Fra gli oneri riportabili in dichiarazione, gli interessi pagati sui mutui connessi con gli immobili hanno un rilievo particolare e sono suddivisi in 4 categorie: quelli per l’acquisto dell’abitazione principale, per l’acquisto di altre abitazioni, per i lavori di ristrutturazione e per la costruzione dalla prima casa.
I più comuni sono senz’altro i primi: quelli contratti per l’acquisto dell’abitazione principale, che vanno indicati nel rigo RP7 dell’Unico. In questo caso, la detrazione al 19% spetta globalmente nel limite di 7 milioni annui di interessi ed oneri accessori per i mutui contratti dopo il 1993 e di 4 milioni per ogni intestatario per quelli negoziati entro il 31 dicembre 1992. Nella finanziaria del 2001 è stata prevista la deducibilità anche per la quota del coniuge a carico, ma a partire da questo periodo d’imposta, vale a dire dalla dichiarazione 2002. Quest’anno cioè il marito non potrà indicare nel rigo RP7 l’intero ammontare del mutuo cointestato, neppure quando la moglie non percepisca alcun reddito, ma solo la sua metà ed il diritto alla detrazione per il rimanente andrà dunque perduto.

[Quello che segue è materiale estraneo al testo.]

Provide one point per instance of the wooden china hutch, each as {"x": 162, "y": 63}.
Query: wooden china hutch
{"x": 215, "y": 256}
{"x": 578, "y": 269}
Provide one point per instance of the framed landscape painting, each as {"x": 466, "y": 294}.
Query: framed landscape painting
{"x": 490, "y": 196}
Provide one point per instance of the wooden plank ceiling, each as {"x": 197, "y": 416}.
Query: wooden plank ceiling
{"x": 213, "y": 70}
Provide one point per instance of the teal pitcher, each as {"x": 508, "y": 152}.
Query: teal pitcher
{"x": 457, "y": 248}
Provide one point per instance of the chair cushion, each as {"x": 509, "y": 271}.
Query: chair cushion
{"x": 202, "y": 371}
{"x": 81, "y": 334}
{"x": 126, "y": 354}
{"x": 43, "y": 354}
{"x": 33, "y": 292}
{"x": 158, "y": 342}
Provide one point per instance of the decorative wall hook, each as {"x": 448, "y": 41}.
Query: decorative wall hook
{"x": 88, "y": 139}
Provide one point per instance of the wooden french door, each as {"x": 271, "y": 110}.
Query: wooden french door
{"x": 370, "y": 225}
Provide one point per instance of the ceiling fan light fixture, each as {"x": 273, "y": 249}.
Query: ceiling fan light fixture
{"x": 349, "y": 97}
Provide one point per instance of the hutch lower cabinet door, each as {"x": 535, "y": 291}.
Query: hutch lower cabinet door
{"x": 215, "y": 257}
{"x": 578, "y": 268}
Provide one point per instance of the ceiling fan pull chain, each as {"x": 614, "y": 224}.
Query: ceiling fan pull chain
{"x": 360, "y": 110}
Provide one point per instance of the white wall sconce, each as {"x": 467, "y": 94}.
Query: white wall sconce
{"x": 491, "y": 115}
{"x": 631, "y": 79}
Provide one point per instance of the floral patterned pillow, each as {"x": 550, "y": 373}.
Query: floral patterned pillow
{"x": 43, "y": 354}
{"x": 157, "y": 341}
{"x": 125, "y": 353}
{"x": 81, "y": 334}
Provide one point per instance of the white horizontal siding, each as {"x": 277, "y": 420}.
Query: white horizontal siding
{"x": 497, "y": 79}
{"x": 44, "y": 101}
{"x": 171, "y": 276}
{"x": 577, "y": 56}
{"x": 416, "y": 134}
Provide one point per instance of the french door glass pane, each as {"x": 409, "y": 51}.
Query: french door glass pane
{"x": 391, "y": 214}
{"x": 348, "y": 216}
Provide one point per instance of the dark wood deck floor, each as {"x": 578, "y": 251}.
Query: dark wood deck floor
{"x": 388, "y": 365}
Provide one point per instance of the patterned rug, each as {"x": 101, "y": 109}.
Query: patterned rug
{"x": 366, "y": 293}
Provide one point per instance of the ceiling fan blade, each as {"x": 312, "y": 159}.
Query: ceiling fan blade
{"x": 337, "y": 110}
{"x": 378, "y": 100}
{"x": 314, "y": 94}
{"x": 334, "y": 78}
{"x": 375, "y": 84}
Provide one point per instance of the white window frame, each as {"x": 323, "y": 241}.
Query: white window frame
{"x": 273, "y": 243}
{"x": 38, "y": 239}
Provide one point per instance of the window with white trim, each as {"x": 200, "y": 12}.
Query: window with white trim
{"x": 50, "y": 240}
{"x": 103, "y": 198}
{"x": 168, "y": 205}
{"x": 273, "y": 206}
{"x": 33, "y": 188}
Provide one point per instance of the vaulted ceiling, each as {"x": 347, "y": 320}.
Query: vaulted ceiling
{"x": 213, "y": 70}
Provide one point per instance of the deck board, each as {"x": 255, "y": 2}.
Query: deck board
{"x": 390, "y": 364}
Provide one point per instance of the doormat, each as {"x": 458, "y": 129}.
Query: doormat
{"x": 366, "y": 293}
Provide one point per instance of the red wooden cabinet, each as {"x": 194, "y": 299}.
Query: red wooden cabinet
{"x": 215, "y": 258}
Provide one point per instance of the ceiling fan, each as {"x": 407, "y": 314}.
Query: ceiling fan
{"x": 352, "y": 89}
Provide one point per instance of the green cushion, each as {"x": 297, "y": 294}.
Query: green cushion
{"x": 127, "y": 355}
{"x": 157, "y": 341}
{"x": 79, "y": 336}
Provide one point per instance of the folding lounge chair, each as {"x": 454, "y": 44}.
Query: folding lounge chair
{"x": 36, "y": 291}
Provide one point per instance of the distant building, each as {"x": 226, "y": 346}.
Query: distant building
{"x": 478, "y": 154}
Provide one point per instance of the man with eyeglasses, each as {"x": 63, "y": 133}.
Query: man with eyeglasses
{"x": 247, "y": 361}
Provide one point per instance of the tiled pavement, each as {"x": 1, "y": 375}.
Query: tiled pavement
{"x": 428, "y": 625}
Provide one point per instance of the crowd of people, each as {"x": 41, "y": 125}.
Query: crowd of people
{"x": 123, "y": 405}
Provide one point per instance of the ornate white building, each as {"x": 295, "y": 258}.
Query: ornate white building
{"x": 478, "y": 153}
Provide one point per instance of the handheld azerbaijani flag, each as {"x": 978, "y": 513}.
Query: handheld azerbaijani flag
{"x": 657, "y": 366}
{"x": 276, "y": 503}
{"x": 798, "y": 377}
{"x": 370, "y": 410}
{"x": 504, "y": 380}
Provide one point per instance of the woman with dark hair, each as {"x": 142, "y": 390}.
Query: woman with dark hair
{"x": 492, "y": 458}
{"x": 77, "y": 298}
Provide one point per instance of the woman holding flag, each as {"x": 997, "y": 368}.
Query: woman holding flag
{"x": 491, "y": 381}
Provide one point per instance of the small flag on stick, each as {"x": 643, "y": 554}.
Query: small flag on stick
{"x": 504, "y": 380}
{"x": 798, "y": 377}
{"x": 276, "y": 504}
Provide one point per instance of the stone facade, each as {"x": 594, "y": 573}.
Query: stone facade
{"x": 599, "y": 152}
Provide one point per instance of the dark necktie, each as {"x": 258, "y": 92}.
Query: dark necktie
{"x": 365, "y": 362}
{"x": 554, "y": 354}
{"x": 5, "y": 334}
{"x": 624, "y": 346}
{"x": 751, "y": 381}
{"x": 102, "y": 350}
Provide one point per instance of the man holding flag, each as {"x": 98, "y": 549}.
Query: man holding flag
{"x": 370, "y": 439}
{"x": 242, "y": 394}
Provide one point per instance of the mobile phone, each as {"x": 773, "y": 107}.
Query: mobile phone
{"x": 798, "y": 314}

Da rilevare che non solo soltanto gli interessi sul mutuo a far parte degli oneri detraibili, ma anche le spese accessorie, non indicate nella certificazione rilasciata dalla banca. E’ questo il caso delle spese notarili o di perizia sostenute all’atto di stipula del mutuo, ma anche di quelle per la cancellazione dell’ipoteca. Quando un mutuo viene estinto, questa rimane infatti iscritta a favore della banca pur mancando il debito sul quale era fondata. Nel caso si decidesse di volerla cancellare, occorrerà seguire la stessa procedura che l’ha originata, ricorrendo cioè di nuovo ad un notaio.